Introdúcele, por medio de una inyección hipodérmica, unas cuantas gotas del famoso
elixir Brown-Séquard, que está todavía de moda... La momia sigue tan momificada
como antes.
-Pues bien -responde el Dr. Sam-, creo que la invernación ha sido demasiado
prolongada... -¡Ah, ah! ...
-Y que Nathaniel Faithburn está muerto.
-¿Muerto?
-Tan muerto como se puede estar...
-¿Y desde cuándo?
-¿Desde cuándo? -responde el doctor Sam-. Pues... desde hace cien años; es decir,
desde que tuvo la desdichada idea de hacerse congelar por amor de la ciencia.
-Entonces -dijo Francis Benett-, se trata de un método que necesita ser
perfeccionado.
-Perfeccionado, esa es la palabra -dijo el Dr. Sam, en tanto que la comisión
científica de invernación se llevaba su fúnebre fardo.
Francis Benett, seguido por el Dr.
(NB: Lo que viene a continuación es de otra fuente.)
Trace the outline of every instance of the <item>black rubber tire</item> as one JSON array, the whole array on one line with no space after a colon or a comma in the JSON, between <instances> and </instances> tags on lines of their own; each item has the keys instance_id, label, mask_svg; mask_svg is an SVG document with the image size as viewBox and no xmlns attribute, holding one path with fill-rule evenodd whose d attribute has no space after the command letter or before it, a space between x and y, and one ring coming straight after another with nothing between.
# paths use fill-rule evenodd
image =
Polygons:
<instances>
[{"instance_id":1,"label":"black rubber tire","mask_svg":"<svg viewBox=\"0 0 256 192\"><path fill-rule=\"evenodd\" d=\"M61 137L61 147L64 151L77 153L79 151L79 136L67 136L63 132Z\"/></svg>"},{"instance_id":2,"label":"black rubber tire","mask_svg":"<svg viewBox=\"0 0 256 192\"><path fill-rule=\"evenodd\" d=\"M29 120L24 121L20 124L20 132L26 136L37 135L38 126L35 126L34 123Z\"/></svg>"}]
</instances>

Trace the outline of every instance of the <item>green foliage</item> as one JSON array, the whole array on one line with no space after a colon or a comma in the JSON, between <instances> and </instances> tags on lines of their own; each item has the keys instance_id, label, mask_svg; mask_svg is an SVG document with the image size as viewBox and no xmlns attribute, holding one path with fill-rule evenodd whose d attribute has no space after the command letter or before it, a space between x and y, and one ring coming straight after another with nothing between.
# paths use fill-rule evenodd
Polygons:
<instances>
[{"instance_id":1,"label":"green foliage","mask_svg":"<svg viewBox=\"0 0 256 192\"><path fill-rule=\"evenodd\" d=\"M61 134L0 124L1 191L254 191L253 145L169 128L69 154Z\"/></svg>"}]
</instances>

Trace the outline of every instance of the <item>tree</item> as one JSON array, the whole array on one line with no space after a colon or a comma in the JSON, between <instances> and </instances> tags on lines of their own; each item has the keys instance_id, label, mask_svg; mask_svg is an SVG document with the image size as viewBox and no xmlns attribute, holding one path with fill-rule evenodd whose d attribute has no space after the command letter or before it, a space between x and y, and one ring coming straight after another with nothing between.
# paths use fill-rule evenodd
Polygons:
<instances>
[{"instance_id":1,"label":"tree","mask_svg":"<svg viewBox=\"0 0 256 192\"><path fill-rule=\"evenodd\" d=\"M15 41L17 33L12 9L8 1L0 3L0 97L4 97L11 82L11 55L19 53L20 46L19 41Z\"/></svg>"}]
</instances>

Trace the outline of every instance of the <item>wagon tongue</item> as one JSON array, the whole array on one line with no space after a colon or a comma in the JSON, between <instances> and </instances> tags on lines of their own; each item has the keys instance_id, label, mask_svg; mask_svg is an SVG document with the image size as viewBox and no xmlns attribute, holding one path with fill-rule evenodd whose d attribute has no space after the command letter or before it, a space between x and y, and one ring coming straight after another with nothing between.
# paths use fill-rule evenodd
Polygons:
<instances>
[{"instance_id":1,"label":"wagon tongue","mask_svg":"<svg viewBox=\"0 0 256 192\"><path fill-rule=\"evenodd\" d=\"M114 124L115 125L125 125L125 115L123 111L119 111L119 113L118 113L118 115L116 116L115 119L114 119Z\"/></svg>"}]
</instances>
Sam, se volvió a su habitación, y como parecía
hallarse muy fatigado, tras una jornada tan bien empleada, el doctor le aconsejó
tomase un baño antes de acostarse.
-Tiene, usted razón, doctor; eso me entonará. -Entonces, señor Benett, si usted
quiere, mandaré que lo preparen al salir.
-Es inútil, doctor; siempre hay un baño preparado-en el hotel, y ni siquiera tengo
que tomarme la molestia de salir de mi habitación; sin más que oprimir este botoncito,
la bañera va a ponerse en movimiento, y usted la verá presentarse sola, con el agua a
la temperatura de treinta y siete grados.
Francis Benett acababa de apretar el botón; percíbese un ruido sordo, que va en
aumento... En seguida, se abre una de las puertas y aparece la bañera, deslizándose
sobre sus rieles...
¡Cielos!...
En tanto que el Dr. Sam se cubre la cara, leves gritos de pudor alarmado se escapan
de la bañera...
Llegada media hora antes al hotel por el tubo transoceánico, Mrs. Benett se
encontraba dentro.. .
Al día siguiente, 26 de julio de 2889, el director del Earth Herald comenzaba de
nuevo su paseo de veinte kilómetros a través de sus oficinas, y al llegar la noche,
cuando su totalizador hubo operado, arrojó como beneficio de aquel día doscientos
cincuenta mil dólares; cincuenta mil más que el día anterior.
¡Un bonito oficio, el oficio de periodista a fines del siglo veintinueve!